Sie zählt zu den erfolgreichsten und bekanntesten Schriftstellerin der Welt: Joanne K. Rowling. Ihren großen Erfolg verdankt sie einem Zauberer namens Harry Potter - wir alle kennen seine Geschichte. Doch der Weg dahin war kein einfacher, denn sie plagten finanzielle Sorgen und gesundheitliche Probleme. Ihr Manuskript über den Zauberlehrling wurde zudem damals von mehreren Verlagen abgelehnt, weil sie befürchteten, dass Jungs ungern ein Buch von einer Frau lesen würden. Deswegen beschloss sie ihren Namen in J. K. abzukürzen, sodass man das Geschlecht nicht mehr erkennen konnte. Heute verzaubert sie mit den "Harry Potter"-Bänden seit Jahrzehnten Fantasy-Fans auf der ganzen Welt. Und das ist ihre Geschichte ...

Steckbrief: Joanne K. Rowling

  • Name: Joanne Kathleen Rowling (J. K. Rowling); Pseudonym Robert Galbraith
  • Geboren am: 31. Juli 1965
  • Sternzeichen: Löwe
  • Geburtsort: Yate, England
  • Wohnort: Edingburg
  • Beruf: Schriftstellerin
  • Ehepartner: Neil Murray, seit 2001
  • Kinder: 3 Kinder: David (*2003), Mackenzie (*2005) und Jessica (*1993)

Karriere: J.K. Rowling, die geborene Geschichtenerzählerin

Die Basis für ihre Karriere legt die Erfolgsautorin bereits in ihrer Kindheit.

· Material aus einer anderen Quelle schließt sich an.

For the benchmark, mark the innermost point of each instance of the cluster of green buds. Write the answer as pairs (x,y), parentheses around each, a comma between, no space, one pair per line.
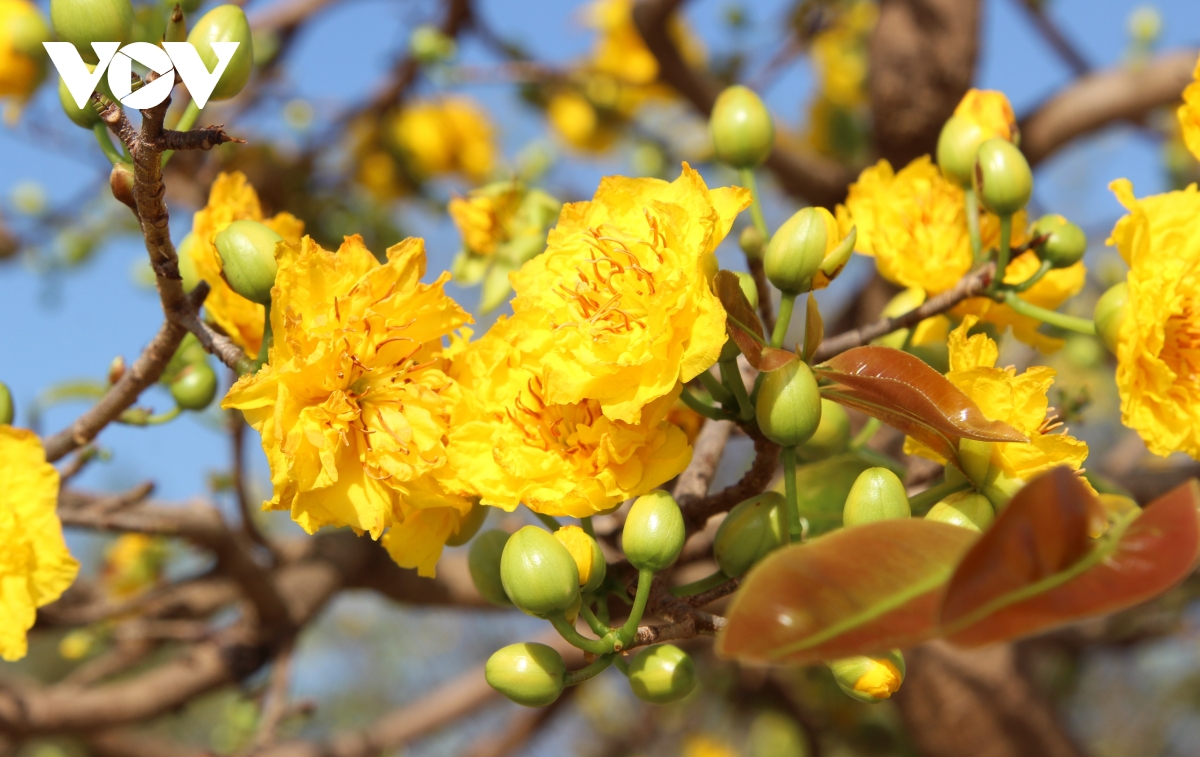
(562,575)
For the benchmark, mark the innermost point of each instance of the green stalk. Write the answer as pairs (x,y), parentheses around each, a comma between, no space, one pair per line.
(1071,323)
(793,505)
(577,640)
(599,666)
(628,631)
(786,304)
(106,144)
(732,378)
(703,584)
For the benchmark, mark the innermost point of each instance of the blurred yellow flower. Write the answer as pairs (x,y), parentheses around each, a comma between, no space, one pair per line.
(445,136)
(35,564)
(232,199)
(624,288)
(510,444)
(1020,401)
(1158,352)
(354,403)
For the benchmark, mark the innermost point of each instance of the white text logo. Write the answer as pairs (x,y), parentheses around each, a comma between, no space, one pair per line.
(179,56)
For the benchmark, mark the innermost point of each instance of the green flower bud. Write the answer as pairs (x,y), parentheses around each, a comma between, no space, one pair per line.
(1110,314)
(751,242)
(661,674)
(195,386)
(469,526)
(869,679)
(6,407)
(877,494)
(528,673)
(225,23)
(957,149)
(83,22)
(1002,178)
(654,532)
(798,248)
(1065,244)
(484,563)
(831,437)
(753,529)
(247,259)
(965,509)
(789,406)
(743,133)
(538,572)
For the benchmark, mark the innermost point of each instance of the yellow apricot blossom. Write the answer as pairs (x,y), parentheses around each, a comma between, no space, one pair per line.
(35,564)
(1019,401)
(232,198)
(1158,349)
(510,444)
(354,402)
(624,283)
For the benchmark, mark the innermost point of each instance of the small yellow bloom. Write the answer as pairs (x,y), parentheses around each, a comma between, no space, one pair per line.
(35,564)
(232,199)
(445,136)
(624,289)
(354,402)
(510,444)
(1158,352)
(1189,113)
(1020,401)
(991,112)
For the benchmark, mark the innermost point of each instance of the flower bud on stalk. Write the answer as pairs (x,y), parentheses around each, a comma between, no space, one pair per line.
(965,509)
(661,674)
(469,526)
(587,556)
(743,132)
(751,530)
(484,563)
(877,494)
(1110,313)
(195,386)
(869,679)
(1065,244)
(83,22)
(528,673)
(1002,178)
(789,406)
(654,532)
(831,437)
(539,575)
(247,259)
(225,23)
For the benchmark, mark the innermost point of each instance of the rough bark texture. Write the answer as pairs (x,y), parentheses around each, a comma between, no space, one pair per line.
(923,59)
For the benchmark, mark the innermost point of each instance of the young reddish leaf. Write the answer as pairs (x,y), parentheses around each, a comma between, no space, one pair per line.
(1036,568)
(857,590)
(898,380)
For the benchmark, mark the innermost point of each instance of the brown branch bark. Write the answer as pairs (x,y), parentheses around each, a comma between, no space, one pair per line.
(1102,98)
(969,287)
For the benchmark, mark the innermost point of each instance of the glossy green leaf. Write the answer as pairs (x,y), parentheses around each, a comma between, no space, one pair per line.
(1037,568)
(858,590)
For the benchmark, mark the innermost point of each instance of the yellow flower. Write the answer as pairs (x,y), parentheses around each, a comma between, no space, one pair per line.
(1158,352)
(232,199)
(624,283)
(510,444)
(1020,401)
(35,564)
(354,402)
(1189,113)
(445,136)
(991,112)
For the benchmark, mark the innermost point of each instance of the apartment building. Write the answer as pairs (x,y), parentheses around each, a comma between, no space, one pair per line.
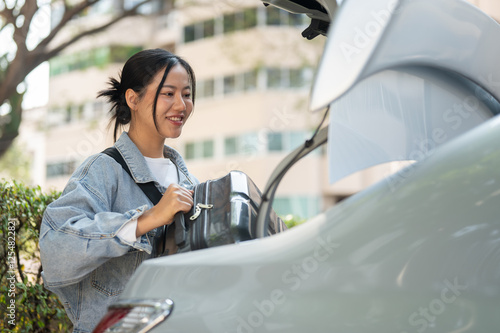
(254,72)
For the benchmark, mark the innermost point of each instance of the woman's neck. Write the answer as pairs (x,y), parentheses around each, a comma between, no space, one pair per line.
(147,145)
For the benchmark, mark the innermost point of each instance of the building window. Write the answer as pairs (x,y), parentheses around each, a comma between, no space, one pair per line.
(190,151)
(208,148)
(245,19)
(273,16)
(199,149)
(189,33)
(274,78)
(231,146)
(250,18)
(299,206)
(229,23)
(250,81)
(208,28)
(274,142)
(229,84)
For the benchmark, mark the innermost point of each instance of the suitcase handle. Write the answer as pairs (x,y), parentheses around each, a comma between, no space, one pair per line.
(279,172)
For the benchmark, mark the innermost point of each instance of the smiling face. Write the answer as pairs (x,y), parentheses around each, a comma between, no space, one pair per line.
(173,107)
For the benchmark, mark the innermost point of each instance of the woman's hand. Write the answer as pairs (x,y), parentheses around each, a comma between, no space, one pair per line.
(176,199)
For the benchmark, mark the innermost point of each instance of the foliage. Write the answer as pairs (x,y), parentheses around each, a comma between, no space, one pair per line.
(25,305)
(16,163)
(26,44)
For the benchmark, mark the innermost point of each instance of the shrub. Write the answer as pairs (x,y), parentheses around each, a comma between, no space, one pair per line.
(25,305)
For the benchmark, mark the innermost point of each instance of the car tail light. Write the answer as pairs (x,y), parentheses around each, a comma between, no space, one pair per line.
(134,316)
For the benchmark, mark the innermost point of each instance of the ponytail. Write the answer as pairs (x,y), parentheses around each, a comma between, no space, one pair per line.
(120,111)
(136,74)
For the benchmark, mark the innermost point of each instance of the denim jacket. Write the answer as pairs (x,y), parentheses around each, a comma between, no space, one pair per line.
(84,261)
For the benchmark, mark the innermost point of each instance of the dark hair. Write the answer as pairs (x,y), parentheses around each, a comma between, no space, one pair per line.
(137,73)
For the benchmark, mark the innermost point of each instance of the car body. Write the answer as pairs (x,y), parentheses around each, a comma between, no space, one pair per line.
(417,252)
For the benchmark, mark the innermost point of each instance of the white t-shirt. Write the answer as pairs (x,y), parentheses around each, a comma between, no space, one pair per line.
(165,173)
(164,170)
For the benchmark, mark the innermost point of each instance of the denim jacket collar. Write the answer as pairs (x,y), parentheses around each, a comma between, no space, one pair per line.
(138,166)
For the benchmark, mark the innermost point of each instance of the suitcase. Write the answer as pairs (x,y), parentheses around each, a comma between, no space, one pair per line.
(224,212)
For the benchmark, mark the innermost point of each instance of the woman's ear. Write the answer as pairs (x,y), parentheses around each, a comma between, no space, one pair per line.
(132,99)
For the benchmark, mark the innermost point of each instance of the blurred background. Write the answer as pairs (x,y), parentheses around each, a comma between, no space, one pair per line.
(254,72)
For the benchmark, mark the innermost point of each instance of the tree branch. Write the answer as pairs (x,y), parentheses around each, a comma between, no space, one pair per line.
(127,13)
(69,13)
(8,15)
(28,10)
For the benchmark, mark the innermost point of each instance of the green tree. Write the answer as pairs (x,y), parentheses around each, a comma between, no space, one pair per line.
(18,21)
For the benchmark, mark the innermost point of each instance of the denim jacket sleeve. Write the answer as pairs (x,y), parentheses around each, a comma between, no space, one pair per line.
(79,230)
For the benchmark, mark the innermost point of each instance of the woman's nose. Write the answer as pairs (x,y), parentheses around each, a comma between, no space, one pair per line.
(179,103)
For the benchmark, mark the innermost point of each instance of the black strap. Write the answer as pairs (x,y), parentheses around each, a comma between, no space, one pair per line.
(149,188)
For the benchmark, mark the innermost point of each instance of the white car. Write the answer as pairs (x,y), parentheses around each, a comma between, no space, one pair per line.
(416,252)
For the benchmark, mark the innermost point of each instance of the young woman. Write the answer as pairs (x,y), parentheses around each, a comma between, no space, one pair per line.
(101,228)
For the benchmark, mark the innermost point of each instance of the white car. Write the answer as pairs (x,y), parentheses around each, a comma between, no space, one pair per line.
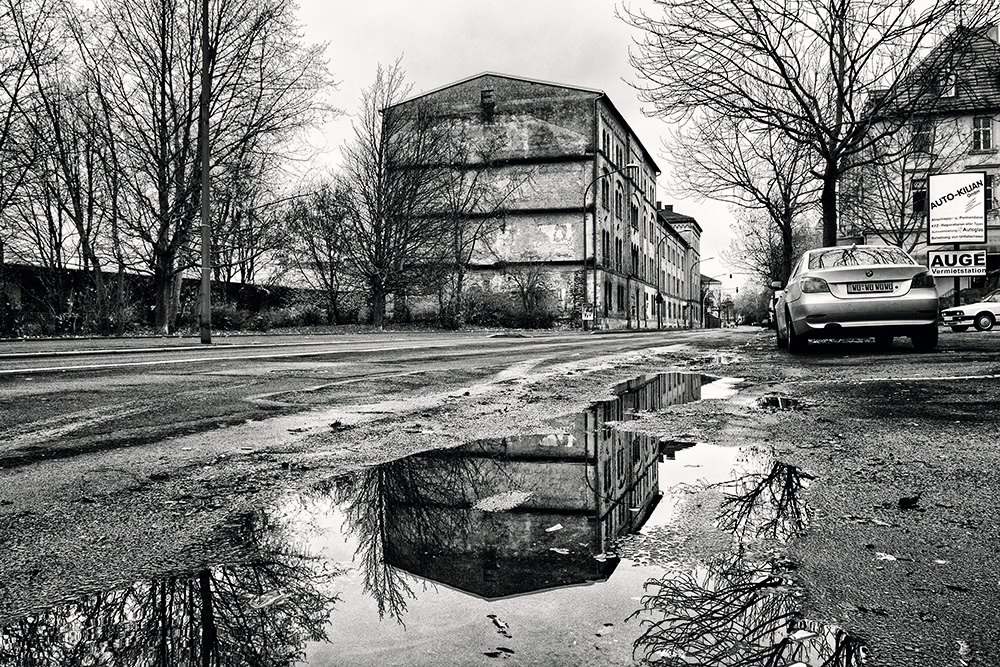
(857,292)
(983,314)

So zeichnete sie schon als kleines Mädchen Bildergeschichten und dachte sich gerne Gedichte aus. Auch ihre Ausbildung hatte die Liebe zur Sprache als Basis.

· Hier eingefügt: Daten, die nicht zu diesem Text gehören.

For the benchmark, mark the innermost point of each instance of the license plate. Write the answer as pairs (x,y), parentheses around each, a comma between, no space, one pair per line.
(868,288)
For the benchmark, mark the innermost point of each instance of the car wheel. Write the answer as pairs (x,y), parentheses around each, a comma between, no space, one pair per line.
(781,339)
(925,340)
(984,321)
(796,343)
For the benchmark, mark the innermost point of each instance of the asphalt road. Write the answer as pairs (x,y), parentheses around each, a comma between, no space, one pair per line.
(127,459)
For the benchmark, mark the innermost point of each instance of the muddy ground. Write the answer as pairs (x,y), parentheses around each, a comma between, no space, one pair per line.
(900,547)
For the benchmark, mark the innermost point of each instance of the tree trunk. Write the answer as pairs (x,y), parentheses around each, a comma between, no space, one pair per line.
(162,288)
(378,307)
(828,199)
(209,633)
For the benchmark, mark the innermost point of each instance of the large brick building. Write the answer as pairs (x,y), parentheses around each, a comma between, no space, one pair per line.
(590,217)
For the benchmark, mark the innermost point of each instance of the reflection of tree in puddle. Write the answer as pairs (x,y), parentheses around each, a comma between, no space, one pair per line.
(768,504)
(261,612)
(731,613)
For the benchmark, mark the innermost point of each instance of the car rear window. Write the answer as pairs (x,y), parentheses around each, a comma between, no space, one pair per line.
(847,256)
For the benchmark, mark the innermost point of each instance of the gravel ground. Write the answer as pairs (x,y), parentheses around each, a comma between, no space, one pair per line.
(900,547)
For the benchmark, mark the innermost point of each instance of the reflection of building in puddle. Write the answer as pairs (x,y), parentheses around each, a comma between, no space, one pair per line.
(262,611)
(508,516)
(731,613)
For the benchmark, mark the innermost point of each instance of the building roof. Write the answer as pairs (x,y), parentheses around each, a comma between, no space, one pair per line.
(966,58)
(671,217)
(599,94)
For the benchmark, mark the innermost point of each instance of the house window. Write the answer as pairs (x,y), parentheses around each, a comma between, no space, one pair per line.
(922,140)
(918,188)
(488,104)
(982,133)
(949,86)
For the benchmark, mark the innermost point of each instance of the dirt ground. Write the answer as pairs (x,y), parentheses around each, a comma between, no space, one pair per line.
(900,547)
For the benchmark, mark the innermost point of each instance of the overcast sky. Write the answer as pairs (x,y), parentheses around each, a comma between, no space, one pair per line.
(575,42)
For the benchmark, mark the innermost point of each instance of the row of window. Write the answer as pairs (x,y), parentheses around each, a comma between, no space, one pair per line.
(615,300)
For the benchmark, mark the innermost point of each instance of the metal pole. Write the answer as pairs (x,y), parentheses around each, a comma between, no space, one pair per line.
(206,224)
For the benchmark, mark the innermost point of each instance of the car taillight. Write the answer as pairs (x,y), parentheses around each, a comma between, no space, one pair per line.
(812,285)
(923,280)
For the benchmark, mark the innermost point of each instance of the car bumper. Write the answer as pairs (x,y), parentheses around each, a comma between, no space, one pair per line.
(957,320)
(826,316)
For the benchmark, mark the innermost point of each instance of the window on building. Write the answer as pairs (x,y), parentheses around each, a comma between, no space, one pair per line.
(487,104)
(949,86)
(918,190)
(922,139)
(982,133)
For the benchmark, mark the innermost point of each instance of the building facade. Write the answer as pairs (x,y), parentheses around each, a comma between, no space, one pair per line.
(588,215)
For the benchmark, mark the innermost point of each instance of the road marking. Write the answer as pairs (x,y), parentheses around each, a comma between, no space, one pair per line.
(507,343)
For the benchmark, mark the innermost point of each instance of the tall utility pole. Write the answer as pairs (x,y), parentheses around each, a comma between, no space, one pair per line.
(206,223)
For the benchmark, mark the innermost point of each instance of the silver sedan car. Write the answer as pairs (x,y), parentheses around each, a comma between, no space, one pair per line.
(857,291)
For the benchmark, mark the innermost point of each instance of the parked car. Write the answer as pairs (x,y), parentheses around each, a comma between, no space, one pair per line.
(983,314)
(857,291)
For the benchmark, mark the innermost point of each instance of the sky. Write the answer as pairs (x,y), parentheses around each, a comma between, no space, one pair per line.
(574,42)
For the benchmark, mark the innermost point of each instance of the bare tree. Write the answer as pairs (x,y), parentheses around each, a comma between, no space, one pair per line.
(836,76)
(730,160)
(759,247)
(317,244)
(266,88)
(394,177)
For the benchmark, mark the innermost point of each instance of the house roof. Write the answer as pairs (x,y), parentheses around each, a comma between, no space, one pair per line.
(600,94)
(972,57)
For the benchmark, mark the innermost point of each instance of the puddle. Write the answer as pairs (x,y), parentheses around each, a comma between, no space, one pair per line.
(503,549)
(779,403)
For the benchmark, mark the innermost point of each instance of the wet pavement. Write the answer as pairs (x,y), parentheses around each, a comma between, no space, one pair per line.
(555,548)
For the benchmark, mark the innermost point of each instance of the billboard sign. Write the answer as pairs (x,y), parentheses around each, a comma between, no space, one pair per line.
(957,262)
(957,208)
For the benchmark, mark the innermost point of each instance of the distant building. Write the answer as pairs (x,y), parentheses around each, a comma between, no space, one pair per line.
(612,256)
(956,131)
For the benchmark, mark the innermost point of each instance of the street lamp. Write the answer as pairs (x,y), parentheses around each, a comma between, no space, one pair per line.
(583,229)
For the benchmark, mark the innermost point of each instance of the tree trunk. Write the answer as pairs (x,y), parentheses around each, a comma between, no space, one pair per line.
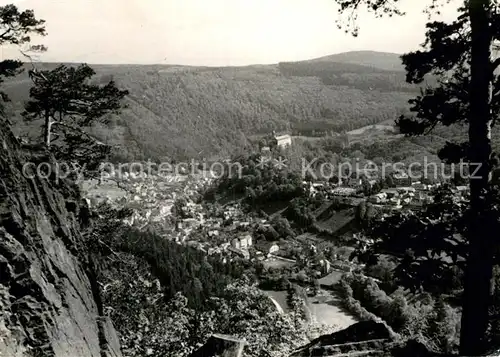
(479,270)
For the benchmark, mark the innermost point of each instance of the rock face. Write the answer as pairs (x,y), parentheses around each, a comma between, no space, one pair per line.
(49,300)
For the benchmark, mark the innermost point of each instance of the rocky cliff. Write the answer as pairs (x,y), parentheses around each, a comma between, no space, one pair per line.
(49,299)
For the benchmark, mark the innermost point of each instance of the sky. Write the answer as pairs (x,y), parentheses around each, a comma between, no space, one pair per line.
(213,32)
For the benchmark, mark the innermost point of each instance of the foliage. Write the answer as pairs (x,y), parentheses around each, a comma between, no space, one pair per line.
(436,323)
(16,28)
(218,111)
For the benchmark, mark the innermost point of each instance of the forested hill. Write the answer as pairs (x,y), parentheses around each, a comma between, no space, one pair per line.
(180,111)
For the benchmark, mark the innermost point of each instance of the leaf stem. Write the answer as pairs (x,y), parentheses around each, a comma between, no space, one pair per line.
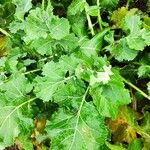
(99,16)
(127,4)
(78,115)
(32,71)
(43,4)
(5,32)
(88,18)
(136,88)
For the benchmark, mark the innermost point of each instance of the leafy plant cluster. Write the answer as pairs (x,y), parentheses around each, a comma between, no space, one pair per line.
(74,75)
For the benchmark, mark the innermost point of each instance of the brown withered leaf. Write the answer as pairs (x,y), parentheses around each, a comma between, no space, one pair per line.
(123,128)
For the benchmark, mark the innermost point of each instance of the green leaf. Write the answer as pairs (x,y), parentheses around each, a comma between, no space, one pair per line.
(148,87)
(35,25)
(78,24)
(76,7)
(43,46)
(146,36)
(59,28)
(69,94)
(93,10)
(121,51)
(135,145)
(119,15)
(109,97)
(144,71)
(136,43)
(69,43)
(78,130)
(22,6)
(133,24)
(16,87)
(12,118)
(93,46)
(115,147)
(109,4)
(54,77)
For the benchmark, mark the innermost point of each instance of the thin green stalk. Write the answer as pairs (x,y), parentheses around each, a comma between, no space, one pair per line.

1987 schloss sie ihr Studium in Französisch und Klassischer Altertumswissenschaft an der "University of Exter" ab und ging für einige Jahre ins Ausland um als Lehrerin Englisch zu unterrichten.

Im Jahr 1990 legte sie dann den Grundstein für ihre heutige Karriere, sie begann am ersten "Harry Potter"-Roman zu schreiben. Was zunächst nicht so vielversprechend startete, ihre Idee wurde zunächst von Verlagen abgelehnt, entwickelte sich dann in wenigen Jahren zum Kassenschlager.

Über 500 Millionen Exemplare von Harry Potter wurden bis heute verkauft, in mehr als 62 Sprachen wurden die Geschichten des berühmtesten Zauberlehrlings übersetzt.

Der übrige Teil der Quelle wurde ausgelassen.